Chapter 44

7.9K 791 130
                                    

*Pic of Emma Roberts as Elizabeth Styles on multimedia!

***

Edward termenung dengan kedua tangannya yang terlipat di belakang pinggang. Ia terlihat tengah memandangi lukisan besar yang menempel di dinding aula besarnya. Istri tercintanya, Elizabeth, adalah sosok wanita yang paling ia cintai sekaligus paling ia puja. 120 tahun yang lalu Elizabeth tewas setelah ia menyerahkan diri pada seorang pemburu vampir. Kontra yang dialaminya dengan Edward membuat Elizabeth muak dan lebih memilih untuk mati sebagai tanda bahwa Elizabeth tidak main-main.

Memang tidak ada yang mengetahui hal itu selain Edward sendiri. Sehingga yang orang-orang ketahui hingga saat ini, Elizabeth tewas dikarenakan pemburuan besar-besaran yang dilakukan vampire hunter dan bukannya bunuh diri.

Hal itu pun menjadi salah satu pemicu yang membuat Edward murka—entah kepada siapa karena sampai saat ini tujuannya saja masih belum jelas. Tapi yang pasti kematian Elizabeth belum bisa ia terima hingga sekarang. Kendati seperti itu, perbedaan pendapat diantara dirinya dan sang mendiang istri seolah menjadi hal yang juga mendorongnya membenci Elizabeth di waktu yang bersamaan.

Mengapa ia begitu keras kepala? Pikirnya.

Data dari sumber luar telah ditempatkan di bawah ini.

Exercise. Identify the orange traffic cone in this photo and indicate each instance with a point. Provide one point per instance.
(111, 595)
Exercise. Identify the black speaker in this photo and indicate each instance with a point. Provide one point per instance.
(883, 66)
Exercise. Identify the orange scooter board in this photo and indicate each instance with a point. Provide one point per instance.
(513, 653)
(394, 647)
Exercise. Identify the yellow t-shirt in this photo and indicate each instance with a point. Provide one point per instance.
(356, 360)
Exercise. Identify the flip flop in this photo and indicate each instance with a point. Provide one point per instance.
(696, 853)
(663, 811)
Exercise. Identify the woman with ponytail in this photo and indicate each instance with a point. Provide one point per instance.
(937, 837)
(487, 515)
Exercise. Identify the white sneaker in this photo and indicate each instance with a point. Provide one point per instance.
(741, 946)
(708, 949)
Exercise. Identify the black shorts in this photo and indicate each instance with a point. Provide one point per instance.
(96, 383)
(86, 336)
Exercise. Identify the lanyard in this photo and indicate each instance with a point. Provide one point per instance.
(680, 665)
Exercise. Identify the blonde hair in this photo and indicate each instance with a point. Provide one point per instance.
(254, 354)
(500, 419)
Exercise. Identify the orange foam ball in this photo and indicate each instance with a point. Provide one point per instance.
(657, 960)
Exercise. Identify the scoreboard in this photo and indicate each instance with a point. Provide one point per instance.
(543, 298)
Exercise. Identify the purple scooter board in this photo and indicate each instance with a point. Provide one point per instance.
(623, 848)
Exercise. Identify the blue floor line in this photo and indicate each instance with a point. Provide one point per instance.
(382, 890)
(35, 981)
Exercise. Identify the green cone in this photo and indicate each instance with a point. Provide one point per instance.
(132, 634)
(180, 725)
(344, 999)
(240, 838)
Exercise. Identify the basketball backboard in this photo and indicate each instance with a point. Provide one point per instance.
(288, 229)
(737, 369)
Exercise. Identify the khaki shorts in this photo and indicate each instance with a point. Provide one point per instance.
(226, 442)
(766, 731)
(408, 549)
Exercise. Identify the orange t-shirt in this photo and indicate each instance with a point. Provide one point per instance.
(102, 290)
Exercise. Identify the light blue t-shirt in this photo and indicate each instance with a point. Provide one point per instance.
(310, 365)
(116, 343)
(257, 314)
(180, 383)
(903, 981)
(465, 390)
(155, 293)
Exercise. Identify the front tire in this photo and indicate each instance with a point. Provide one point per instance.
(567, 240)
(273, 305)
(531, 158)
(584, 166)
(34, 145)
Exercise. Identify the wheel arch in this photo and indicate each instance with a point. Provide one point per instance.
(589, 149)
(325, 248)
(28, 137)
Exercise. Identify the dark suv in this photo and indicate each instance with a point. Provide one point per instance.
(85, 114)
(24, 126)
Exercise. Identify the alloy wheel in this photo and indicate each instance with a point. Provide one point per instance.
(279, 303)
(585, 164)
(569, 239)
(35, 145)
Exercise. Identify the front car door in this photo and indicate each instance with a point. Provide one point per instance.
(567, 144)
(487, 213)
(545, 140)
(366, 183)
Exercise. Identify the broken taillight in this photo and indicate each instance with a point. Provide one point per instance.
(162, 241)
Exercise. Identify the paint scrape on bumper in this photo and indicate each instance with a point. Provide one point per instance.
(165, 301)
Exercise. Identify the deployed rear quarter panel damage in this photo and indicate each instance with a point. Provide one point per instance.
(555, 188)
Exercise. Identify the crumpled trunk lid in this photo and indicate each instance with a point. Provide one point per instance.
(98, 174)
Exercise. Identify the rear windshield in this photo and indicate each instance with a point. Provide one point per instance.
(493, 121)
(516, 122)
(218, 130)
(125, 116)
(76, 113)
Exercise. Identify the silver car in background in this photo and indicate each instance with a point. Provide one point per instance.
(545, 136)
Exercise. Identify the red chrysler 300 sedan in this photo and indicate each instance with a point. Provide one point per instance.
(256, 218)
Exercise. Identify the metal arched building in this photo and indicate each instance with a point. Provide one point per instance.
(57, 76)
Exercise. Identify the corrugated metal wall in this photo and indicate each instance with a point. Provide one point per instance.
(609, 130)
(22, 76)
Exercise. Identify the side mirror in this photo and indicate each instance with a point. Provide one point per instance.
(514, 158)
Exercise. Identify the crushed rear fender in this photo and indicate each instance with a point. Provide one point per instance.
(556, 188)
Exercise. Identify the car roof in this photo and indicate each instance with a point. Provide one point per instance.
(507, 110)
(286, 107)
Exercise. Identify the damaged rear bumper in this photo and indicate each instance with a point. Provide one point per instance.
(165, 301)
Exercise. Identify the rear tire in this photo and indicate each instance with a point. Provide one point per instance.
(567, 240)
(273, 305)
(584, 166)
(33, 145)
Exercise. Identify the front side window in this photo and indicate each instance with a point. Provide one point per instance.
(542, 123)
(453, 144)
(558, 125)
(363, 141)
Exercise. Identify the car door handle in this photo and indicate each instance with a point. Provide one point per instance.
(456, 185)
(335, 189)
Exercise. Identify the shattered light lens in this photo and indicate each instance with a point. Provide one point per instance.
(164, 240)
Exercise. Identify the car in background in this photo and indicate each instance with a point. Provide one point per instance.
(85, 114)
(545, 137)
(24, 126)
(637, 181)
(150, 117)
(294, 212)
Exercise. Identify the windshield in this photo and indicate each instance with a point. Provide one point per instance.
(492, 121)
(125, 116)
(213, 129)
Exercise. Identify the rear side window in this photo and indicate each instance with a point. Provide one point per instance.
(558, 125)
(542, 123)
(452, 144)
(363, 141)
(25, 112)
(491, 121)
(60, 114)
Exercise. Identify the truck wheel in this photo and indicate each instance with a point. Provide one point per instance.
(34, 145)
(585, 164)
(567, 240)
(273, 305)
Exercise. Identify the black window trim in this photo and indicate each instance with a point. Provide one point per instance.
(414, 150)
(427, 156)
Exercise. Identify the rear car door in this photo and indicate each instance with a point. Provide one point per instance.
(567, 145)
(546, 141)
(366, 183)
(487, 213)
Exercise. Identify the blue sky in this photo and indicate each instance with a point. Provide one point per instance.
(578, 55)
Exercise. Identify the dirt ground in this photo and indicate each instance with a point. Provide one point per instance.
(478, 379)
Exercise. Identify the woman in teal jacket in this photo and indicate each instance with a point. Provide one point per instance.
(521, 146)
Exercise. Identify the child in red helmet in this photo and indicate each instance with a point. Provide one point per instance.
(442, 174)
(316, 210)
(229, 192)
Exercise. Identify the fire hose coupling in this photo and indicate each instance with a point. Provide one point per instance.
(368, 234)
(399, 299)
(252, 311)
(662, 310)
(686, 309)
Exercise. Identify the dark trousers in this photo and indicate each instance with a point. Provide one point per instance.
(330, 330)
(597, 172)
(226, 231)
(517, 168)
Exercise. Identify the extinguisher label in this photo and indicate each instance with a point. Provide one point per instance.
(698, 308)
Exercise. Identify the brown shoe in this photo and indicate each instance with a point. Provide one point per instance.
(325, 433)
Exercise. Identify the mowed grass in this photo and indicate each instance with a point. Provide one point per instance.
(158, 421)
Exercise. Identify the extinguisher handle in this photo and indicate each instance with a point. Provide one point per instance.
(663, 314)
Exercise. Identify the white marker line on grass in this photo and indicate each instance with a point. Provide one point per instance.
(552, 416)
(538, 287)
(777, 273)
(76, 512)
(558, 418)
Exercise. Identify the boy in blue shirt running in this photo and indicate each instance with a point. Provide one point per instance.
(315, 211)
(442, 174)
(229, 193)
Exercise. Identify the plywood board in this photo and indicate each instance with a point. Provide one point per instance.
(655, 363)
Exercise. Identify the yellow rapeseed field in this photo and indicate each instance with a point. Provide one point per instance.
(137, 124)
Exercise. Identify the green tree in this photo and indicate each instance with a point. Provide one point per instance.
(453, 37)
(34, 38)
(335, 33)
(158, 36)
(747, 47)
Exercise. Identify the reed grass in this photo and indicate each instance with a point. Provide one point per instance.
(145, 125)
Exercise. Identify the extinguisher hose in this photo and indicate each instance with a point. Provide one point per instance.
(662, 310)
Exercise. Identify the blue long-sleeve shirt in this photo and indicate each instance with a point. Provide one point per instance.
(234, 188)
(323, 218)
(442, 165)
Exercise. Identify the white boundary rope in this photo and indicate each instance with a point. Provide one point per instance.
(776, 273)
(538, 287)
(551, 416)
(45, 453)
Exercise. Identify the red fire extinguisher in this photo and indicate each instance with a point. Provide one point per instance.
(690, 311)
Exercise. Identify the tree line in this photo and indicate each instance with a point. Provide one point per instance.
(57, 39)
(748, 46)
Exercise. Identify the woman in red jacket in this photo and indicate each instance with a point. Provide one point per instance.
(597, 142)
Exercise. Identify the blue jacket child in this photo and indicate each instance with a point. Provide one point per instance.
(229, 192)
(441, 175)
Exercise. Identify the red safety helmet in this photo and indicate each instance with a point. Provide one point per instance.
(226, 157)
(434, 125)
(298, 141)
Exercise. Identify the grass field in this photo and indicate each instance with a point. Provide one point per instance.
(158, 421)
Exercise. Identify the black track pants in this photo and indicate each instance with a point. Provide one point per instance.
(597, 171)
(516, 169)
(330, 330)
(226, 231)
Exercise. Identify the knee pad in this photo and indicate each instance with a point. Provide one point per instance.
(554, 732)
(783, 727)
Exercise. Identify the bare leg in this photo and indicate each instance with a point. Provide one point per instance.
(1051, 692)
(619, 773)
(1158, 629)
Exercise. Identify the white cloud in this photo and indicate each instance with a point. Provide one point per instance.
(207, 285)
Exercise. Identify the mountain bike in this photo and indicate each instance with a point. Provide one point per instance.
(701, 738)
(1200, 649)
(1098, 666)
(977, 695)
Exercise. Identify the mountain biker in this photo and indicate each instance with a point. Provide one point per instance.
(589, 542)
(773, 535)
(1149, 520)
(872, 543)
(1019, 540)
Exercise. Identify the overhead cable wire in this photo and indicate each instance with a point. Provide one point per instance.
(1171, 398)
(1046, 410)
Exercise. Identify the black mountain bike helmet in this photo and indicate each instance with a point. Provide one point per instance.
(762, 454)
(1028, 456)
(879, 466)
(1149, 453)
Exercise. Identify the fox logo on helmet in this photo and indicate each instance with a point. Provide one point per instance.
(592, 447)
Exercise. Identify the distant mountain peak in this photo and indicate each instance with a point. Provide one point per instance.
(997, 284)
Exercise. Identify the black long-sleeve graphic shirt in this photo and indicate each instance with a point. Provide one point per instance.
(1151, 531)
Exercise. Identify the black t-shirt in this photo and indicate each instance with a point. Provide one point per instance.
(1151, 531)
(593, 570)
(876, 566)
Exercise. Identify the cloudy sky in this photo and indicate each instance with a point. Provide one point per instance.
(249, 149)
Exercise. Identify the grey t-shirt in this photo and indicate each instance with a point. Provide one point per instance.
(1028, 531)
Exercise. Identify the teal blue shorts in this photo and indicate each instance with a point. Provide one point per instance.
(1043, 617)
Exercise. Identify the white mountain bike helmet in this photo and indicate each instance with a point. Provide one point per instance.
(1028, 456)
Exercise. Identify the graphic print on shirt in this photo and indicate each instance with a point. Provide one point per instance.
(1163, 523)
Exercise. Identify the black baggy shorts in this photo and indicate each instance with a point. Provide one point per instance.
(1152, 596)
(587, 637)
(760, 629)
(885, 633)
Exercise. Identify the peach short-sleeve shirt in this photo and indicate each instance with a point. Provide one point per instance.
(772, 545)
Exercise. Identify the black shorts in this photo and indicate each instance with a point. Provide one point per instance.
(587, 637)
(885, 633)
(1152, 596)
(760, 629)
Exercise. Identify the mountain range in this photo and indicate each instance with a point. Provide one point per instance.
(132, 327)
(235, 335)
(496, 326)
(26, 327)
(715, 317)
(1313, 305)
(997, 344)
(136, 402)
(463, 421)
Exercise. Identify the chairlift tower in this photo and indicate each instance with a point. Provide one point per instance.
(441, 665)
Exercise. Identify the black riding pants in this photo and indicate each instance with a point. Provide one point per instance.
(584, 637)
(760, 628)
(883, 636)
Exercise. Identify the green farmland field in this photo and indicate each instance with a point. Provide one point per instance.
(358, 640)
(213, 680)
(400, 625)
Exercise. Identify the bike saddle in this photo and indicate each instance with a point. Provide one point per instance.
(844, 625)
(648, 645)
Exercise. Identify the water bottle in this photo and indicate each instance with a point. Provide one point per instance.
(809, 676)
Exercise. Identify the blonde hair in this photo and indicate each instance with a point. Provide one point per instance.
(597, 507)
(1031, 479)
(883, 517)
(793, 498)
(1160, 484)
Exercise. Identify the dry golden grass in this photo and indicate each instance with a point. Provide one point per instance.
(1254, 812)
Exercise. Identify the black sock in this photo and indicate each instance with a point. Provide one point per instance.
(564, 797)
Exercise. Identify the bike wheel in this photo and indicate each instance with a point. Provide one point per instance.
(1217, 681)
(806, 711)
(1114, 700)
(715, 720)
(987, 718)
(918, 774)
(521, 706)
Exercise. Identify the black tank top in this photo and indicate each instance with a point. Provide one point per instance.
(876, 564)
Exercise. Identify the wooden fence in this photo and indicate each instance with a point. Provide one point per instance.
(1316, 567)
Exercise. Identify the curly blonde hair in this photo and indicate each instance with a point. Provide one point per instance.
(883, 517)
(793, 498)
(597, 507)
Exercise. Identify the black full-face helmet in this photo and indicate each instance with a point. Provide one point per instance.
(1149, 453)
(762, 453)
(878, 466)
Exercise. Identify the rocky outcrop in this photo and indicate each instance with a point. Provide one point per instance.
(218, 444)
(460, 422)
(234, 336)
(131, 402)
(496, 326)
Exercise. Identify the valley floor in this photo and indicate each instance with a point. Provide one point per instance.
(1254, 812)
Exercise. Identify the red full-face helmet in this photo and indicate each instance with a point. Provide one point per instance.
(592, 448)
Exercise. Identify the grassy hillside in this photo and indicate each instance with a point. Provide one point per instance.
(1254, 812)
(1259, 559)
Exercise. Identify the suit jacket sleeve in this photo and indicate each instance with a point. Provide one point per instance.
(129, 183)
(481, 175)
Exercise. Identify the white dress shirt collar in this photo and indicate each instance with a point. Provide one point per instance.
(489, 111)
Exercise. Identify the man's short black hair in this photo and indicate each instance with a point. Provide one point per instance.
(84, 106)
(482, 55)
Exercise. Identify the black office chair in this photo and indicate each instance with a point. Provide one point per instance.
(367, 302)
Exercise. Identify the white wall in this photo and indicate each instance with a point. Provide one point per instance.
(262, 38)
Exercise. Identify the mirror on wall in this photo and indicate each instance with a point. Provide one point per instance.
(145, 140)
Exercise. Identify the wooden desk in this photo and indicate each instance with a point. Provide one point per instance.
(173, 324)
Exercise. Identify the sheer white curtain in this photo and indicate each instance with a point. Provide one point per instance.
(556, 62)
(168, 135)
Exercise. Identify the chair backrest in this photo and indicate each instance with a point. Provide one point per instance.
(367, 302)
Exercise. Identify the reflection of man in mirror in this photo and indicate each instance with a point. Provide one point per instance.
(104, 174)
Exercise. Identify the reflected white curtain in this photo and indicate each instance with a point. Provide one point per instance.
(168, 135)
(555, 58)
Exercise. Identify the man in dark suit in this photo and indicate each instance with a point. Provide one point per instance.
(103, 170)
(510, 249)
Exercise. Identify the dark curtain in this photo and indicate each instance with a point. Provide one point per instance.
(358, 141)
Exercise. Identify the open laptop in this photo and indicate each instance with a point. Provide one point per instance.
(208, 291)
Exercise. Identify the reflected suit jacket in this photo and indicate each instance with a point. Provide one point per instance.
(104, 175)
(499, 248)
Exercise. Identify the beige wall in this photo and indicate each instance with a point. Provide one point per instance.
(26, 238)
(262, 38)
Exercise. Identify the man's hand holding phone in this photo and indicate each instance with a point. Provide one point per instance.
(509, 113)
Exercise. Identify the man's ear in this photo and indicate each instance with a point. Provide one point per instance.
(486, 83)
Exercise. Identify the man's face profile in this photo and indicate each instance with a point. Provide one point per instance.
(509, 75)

Well, pada dasarnya manusia adalah makhluk lemah dan tidak berguna. Mereka hanya akan menjadi sampah jika terus dibiarkan berkembang biak. Setidaknya itu lah yang ada di pikiran Edward! Populasi manusia yang mendominasi jagad raya membuatnya ingin berkuasa dan menggantikan posisi mereka dengan kaumnya (terutama darah murni). Sayangnya, Elizabeth tidak setuju dengan hal itu. Akan tetapi jika mempertanyakan soal pertahanan hidup, Edward bisa saja memperlakukan manusia seperti hewan ternak.

Tapi beberapa tahun setelah kematian Elizabeth, Edward bertemu dengan vampir lain bernama Rebecca—yang berbeda level dengannya—dan mereka memutuskan untuk menikah. Lalu lahir lah Lucas ke dunia ini. Akan tetapi Rebecca sendiri menghilang entah kemana. Edward yang malang... ia selalu ditinggalkan.

“Kau tega sekali meninggalkanku seorang diri, Elizabeth.” Gumam Edward, masih memandangi lukisan besar di hadapannya.

“Tuan.” Panggil Noah secara tiba-tiba.

Pria itu pun berbalik dan memindahkan tangannya ke depan kali ini. “Ada apa?”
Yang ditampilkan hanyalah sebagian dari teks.